David reached out to Eva White, herself a longtime stage 4 colon cancer survivor.

“Our church family has been phenomenal,” David says. “The hard part for me is trying to be the rock for Julie, and being the soft place to fall, too. I try not to show my concern.”

 

They’re dealing with cancer, but they’re also living their lives. Julie is taking David to Mexico for his 50th birthday this year.

“We really are making the most of life,” Julie says. “This has definitely deepened my faith, and opened my eyes to how closely God walks with me and how closely he desires to walk with all of us.”

Julie continues her daily devotion reading. She was a longtime member of her church’s Monday Night Bible Study until Dawson came along. But the ladies in that group continue to be a huge support to her.

“Julie is stronger than anybody I’ve ever met,” David says. “That was part of what God planned for me. She has helped me grow, and strengthened my own walk with Christ. God knew what was coming and where we were going.”

 

Between running errands, paying bills and buying groceries while Dawson is at school, Julie doesn’t have a lot of down time.

“I feel really good,” she says. “Dawson and I play a lot in the afternoons.”

Dawson says his favorite thing to do with his mom is when she buys him toys. A typical 6-year-old response.

Soon after Julie began her nursing career, David was out of work for 14 months.

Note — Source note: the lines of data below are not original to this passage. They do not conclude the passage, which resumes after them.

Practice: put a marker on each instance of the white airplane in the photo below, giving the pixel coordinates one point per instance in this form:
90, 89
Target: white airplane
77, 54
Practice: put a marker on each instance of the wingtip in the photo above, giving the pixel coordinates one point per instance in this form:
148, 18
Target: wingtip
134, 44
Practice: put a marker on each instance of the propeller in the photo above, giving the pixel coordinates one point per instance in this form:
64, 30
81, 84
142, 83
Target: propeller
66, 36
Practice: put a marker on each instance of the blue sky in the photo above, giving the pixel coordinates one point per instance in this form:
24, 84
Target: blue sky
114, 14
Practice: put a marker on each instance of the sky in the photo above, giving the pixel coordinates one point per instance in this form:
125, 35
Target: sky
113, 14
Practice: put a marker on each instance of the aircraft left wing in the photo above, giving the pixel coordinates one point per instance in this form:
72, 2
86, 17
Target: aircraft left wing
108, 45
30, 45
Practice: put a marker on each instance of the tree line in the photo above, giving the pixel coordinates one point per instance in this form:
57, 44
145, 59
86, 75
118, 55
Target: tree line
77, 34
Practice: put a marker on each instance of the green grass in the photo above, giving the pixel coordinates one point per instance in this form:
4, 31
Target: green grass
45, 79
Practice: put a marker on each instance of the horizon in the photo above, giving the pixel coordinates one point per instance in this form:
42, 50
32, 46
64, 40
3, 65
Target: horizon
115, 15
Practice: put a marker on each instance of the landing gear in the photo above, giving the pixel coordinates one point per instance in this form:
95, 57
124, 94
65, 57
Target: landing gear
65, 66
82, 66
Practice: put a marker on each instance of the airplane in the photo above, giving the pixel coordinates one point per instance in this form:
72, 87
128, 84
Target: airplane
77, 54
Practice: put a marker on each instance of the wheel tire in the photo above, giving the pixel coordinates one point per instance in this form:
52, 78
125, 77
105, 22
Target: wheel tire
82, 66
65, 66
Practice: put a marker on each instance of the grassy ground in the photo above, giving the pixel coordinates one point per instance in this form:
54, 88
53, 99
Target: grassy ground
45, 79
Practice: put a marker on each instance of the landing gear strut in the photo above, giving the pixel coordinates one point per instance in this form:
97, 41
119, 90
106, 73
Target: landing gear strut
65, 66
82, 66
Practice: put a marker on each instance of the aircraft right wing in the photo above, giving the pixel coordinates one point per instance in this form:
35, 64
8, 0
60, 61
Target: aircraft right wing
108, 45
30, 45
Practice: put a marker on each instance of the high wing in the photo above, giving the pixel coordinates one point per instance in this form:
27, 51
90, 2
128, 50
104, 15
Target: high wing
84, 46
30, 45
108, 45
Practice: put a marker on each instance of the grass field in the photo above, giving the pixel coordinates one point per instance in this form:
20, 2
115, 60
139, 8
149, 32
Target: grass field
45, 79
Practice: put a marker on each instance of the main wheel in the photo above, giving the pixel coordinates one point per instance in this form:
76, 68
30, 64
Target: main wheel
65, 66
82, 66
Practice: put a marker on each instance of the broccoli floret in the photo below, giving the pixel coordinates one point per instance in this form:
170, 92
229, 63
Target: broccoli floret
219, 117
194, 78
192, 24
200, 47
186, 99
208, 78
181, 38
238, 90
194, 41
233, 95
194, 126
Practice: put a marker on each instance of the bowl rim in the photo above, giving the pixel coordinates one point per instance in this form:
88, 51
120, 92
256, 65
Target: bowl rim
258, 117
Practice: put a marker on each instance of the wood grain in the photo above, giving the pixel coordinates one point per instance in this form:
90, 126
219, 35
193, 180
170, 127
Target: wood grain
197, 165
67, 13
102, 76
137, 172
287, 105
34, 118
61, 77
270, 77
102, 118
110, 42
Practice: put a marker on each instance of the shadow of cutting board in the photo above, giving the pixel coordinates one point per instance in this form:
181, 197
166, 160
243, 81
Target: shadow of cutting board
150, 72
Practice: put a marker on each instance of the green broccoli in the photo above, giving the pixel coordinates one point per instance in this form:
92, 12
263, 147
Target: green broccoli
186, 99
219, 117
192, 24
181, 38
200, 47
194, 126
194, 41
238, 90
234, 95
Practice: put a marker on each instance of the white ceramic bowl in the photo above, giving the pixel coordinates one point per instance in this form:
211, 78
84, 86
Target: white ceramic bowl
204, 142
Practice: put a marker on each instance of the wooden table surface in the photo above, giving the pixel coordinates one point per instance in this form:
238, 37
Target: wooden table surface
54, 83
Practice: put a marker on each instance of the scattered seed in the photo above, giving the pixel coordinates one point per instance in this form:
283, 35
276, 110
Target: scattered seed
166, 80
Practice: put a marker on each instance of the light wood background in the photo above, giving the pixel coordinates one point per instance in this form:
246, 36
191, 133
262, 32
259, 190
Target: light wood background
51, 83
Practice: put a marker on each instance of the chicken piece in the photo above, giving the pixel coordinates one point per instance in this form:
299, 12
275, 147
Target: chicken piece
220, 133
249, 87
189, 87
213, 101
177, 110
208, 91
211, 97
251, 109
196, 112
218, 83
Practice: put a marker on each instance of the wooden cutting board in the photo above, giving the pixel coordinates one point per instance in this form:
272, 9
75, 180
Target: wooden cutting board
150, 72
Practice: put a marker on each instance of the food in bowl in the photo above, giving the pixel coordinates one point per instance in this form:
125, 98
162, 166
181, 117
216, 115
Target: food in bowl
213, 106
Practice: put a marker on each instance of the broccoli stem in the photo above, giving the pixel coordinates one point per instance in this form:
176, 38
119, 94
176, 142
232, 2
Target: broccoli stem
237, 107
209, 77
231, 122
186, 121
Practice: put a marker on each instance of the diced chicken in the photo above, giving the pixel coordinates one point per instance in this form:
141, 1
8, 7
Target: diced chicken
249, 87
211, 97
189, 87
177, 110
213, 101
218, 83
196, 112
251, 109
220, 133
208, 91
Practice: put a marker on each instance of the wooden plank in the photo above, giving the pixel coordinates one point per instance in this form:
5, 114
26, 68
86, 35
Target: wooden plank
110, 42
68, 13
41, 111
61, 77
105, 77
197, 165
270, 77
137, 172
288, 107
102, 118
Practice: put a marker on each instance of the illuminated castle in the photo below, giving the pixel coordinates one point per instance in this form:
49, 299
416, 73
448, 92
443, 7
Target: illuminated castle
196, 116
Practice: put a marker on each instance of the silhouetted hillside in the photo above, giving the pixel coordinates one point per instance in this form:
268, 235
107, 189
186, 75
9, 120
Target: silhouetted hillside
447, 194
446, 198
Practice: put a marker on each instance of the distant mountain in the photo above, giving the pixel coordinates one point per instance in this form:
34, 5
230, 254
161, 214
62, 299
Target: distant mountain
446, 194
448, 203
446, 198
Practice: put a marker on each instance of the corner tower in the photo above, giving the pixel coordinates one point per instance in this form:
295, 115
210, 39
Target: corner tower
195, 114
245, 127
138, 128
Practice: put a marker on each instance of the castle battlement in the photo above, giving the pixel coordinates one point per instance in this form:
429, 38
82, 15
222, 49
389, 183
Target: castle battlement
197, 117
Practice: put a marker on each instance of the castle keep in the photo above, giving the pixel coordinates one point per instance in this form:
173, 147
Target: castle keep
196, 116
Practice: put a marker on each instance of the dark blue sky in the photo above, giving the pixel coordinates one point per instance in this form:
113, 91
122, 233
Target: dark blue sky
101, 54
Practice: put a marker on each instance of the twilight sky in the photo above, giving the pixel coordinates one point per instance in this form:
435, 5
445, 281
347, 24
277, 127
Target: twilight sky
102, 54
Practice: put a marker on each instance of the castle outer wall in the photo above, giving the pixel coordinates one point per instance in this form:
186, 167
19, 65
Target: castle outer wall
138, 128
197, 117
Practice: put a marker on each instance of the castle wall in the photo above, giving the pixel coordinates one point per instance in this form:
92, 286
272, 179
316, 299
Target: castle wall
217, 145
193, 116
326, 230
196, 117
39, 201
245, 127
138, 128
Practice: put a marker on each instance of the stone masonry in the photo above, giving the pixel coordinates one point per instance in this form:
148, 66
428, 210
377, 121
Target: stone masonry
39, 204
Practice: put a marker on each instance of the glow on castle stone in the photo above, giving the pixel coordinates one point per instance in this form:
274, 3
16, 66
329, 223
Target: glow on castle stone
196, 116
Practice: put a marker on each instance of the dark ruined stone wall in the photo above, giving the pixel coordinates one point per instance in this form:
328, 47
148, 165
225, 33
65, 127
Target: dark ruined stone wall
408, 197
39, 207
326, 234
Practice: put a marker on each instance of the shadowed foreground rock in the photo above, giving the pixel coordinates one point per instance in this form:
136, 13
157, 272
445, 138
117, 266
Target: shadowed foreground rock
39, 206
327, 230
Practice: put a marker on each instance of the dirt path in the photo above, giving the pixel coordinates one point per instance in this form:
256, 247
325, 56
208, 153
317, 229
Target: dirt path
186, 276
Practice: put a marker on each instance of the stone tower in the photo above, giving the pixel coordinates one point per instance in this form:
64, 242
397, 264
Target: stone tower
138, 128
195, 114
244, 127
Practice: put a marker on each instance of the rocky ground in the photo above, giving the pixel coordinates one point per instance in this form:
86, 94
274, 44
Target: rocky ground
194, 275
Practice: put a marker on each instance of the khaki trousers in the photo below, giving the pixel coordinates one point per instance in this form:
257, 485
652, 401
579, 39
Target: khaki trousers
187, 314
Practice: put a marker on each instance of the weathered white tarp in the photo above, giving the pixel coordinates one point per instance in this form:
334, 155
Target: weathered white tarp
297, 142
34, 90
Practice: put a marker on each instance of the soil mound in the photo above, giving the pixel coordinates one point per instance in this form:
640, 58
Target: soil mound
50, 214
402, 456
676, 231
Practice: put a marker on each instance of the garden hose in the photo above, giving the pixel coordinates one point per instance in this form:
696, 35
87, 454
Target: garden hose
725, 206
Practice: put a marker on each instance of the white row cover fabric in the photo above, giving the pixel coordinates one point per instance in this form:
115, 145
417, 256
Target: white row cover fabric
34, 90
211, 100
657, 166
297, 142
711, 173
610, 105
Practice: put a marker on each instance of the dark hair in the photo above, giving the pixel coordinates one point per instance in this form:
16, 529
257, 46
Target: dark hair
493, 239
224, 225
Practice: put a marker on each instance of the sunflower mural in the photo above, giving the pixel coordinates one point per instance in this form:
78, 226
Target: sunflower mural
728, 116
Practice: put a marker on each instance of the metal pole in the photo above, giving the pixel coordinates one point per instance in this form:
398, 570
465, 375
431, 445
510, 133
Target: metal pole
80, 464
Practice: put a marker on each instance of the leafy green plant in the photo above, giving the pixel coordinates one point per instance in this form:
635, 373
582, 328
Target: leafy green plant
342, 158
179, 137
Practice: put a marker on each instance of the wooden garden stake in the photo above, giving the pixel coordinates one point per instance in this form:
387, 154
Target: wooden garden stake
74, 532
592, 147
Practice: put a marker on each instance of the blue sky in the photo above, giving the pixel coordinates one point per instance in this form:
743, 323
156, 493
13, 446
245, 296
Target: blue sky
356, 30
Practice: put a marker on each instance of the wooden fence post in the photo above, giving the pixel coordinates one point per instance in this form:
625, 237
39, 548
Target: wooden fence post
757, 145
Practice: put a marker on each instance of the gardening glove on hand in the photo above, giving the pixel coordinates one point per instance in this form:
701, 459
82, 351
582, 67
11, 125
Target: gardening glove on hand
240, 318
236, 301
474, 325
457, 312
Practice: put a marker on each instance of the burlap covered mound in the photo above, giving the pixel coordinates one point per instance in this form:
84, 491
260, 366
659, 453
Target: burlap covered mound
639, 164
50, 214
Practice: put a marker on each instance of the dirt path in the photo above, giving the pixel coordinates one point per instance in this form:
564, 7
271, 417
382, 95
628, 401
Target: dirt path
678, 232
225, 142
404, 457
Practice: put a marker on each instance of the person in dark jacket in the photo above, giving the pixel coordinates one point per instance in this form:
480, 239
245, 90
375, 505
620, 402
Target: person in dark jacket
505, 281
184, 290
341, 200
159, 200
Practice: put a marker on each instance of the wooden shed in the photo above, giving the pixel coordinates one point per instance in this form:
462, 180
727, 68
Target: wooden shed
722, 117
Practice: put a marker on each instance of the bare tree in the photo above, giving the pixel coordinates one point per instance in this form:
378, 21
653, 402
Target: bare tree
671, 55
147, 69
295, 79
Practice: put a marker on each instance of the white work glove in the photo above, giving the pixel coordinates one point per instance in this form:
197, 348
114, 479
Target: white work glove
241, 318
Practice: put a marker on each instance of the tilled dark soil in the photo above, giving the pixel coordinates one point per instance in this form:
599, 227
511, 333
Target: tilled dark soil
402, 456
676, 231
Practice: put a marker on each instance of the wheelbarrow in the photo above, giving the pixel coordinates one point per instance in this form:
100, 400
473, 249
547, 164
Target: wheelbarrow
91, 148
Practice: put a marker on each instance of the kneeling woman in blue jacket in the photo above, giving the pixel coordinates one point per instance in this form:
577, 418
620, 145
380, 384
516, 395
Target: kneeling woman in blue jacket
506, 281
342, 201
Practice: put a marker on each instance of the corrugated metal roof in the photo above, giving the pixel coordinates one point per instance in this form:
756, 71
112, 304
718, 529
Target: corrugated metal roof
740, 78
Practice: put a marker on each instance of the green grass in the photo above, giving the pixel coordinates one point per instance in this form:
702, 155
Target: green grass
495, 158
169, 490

David, whose career is in food service, now has a job he loves.

“That’s all part of God’s time and God’s provenance,” Julie says. “It’s hard to say I’m thankful for cancer. That’s stupid. But there’s so much good that’s come from the past year.”

Julie and David know that God is in control, but Julie admits she is overwhelmed at times.

“Every step of this journey, I’ve had peace. I feel that God will heal me. I pray it is on this side of heaven, but he may take me home. Dawson has been my unexpected gift and joy. I just can’t fathom a God who would allow him to lose his mother. But there is a peace about this. Dawson doesn’t belong to me anyway. He’s on loan to me.”

Which is why every day with him — and with David — is such a blessing to Julie.